Classify the compound words in the following sentences into compounds proper and derivational compounds:
l) She is not a mind-reader. 2) He was wearing a brand-new hat. 3) She never said she was homesick. 4) He took the hours-old dish away. 5) She was a frank- mannered, talkative young lady. 6) The five years of her husband's newspaper- ownership had familiarised her almost unconsciously with many of the mechanical aspects of a newspaper printing-shop. 7) The parlour, brick-floored, with bare table and shiny chairs and sofa stuffed with horsehair seemed never to have been used. 8) He was heart-sore over the sudden collapse of a promising career. 9) His heavy-lidded eyes and the disorder of his scanty hair made him look sleepy.
SEMINAR No. 3
Word-formation in Modern English (continued) Topics for discussion.
1.Conversion, its definition. The word-building means in conversion. Different view- points on conversion. Typical semantic relations within a converted pair (verbs converted from nouns, nouns converted from verbs).
Shortening. Lexical abbreviations. Acronyms. Clipping. Types of clipping.
Non-productive means of word formation. Blending. Back-formation. Onomatopoeia. Sentence - condensation. Sound and stress interchange.
Exercise 1.
Study the following passage and be ready to discuss denominal verbs in Modern English.

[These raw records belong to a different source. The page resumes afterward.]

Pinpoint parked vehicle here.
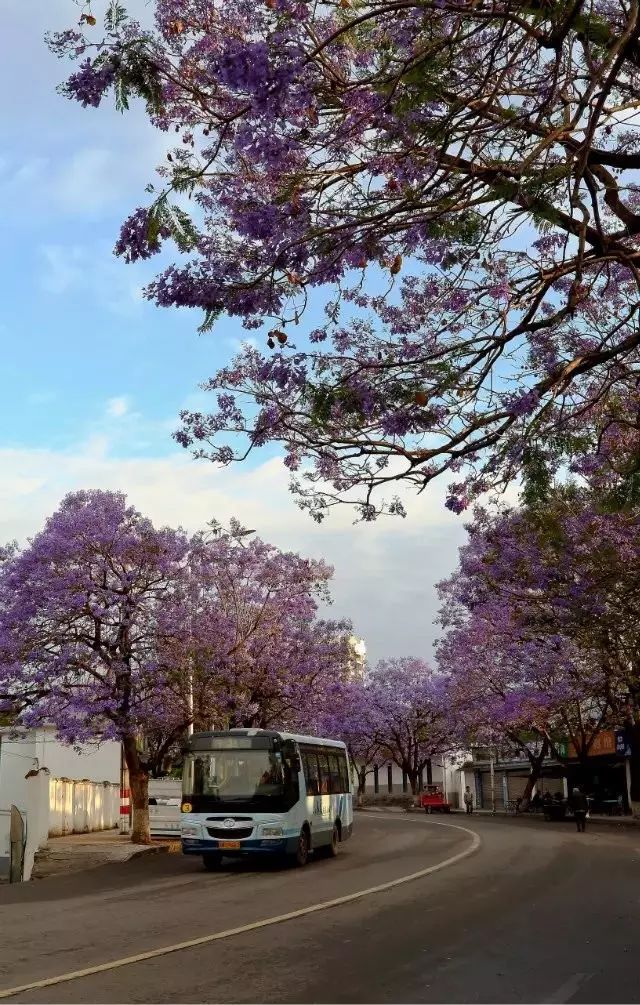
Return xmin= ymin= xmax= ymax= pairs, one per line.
xmin=149 ymin=778 xmax=182 ymax=840
xmin=181 ymin=730 xmax=354 ymax=869
xmin=420 ymin=785 xmax=452 ymax=813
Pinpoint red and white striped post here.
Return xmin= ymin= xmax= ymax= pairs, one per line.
xmin=120 ymin=751 xmax=131 ymax=834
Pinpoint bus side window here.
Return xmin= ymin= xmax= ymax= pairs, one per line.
xmin=338 ymin=752 xmax=351 ymax=792
xmin=329 ymin=754 xmax=345 ymax=792
xmin=317 ymin=752 xmax=332 ymax=796
xmin=302 ymin=751 xmax=319 ymax=796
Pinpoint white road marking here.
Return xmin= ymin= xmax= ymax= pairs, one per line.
xmin=0 ymin=814 xmax=481 ymax=998
xmin=544 ymin=974 xmax=594 ymax=1005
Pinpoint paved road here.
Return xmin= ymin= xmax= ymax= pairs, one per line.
xmin=0 ymin=814 xmax=640 ymax=1003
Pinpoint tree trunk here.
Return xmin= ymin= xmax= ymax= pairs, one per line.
xmin=123 ymin=737 xmax=151 ymax=844
xmin=405 ymin=767 xmax=420 ymax=796
xmin=512 ymin=740 xmax=549 ymax=810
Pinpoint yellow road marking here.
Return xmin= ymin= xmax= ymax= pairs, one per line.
xmin=0 ymin=814 xmax=480 ymax=998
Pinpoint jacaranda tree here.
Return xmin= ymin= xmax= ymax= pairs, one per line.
xmin=438 ymin=488 xmax=640 ymax=804
xmin=0 ymin=491 xmax=347 ymax=841
xmin=50 ymin=7 xmax=640 ymax=519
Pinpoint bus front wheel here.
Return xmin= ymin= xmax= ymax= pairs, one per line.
xmin=293 ymin=828 xmax=309 ymax=866
xmin=202 ymin=851 xmax=222 ymax=872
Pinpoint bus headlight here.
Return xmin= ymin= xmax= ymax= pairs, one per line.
xmin=180 ymin=824 xmax=200 ymax=837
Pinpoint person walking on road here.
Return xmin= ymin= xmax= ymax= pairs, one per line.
xmin=571 ymin=788 xmax=589 ymax=834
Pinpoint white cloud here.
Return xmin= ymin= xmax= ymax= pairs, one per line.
xmin=106 ymin=398 xmax=129 ymax=419
xmin=39 ymin=242 xmax=145 ymax=318
xmin=0 ymin=446 xmax=472 ymax=659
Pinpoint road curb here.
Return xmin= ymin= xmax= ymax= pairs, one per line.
xmin=0 ymin=821 xmax=481 ymax=999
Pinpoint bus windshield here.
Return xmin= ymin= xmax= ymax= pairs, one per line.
xmin=183 ymin=750 xmax=297 ymax=812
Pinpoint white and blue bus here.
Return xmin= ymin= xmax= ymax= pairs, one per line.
xmin=180 ymin=730 xmax=354 ymax=869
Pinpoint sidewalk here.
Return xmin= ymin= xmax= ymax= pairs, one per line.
xmin=31 ymin=830 xmax=176 ymax=879
xmin=355 ymin=805 xmax=640 ymax=827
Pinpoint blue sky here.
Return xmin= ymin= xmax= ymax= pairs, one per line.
xmin=0 ymin=0 xmax=464 ymax=658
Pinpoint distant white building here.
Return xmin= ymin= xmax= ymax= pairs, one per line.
xmin=349 ymin=635 xmax=367 ymax=680
xmin=0 ymin=727 xmax=121 ymax=875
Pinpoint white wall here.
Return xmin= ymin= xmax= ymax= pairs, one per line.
xmin=27 ymin=730 xmax=120 ymax=785
xmin=0 ymin=729 xmax=120 ymax=811
xmin=47 ymin=778 xmax=120 ymax=837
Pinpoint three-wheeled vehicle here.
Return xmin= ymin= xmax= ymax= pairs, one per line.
xmin=420 ymin=785 xmax=451 ymax=813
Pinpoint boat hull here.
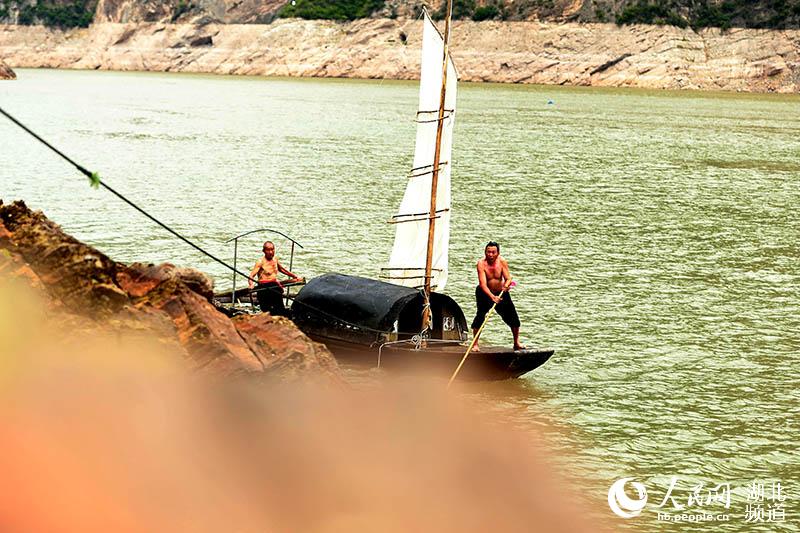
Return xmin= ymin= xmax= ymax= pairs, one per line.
xmin=304 ymin=336 xmax=554 ymax=381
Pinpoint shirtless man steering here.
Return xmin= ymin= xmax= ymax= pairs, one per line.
xmin=248 ymin=241 xmax=302 ymax=316
xmin=472 ymin=241 xmax=525 ymax=350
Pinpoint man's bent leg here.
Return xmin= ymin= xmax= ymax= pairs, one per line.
xmin=511 ymin=328 xmax=526 ymax=350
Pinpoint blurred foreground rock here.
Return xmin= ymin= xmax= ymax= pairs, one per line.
xmin=0 ymin=59 xmax=17 ymax=80
xmin=0 ymin=200 xmax=342 ymax=383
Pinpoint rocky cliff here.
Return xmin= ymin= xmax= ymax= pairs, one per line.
xmin=0 ymin=59 xmax=17 ymax=80
xmin=0 ymin=18 xmax=800 ymax=93
xmin=0 ymin=201 xmax=343 ymax=385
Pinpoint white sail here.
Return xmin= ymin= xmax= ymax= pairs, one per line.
xmin=385 ymin=11 xmax=458 ymax=291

The meanings of ordinary denominal verbs are seem to be clear, bear at least an approximate relationship to their "parent" nouns, from which they were historically derived. The verb bottle bears some relation, at last diachronically, to its parent noun bottle. To illustrate the major relationships, we will present classification of more than 1300 denominal verbs collected from newspaper, magazines, novels, television. To make our task manageable, we have included only those verbs that fit these four guidelines:
Each verb had to be formed from its parent noun without affixation (though with possible final voicing, as in shelve). This is by far the commonest method of forming denominal verbs in English. The parent noun of each verb had to denote a palpable object or property of such an object, as in sack, knee, and author - but not climax, function, or question. Each verb had to have a non-metaphorical concrete use as far as possible. This again was to help keep our theory of interpretation within limits, although in some cases we couldn't avoid examining certain extended meanings.
(d) Each verb had to be usable as a genuine finite verb. This excluded expressions like three - towered and six - legged, which occur only as denominal adjectives. (E. Clark and H. Clark. When nouns surface as verbs).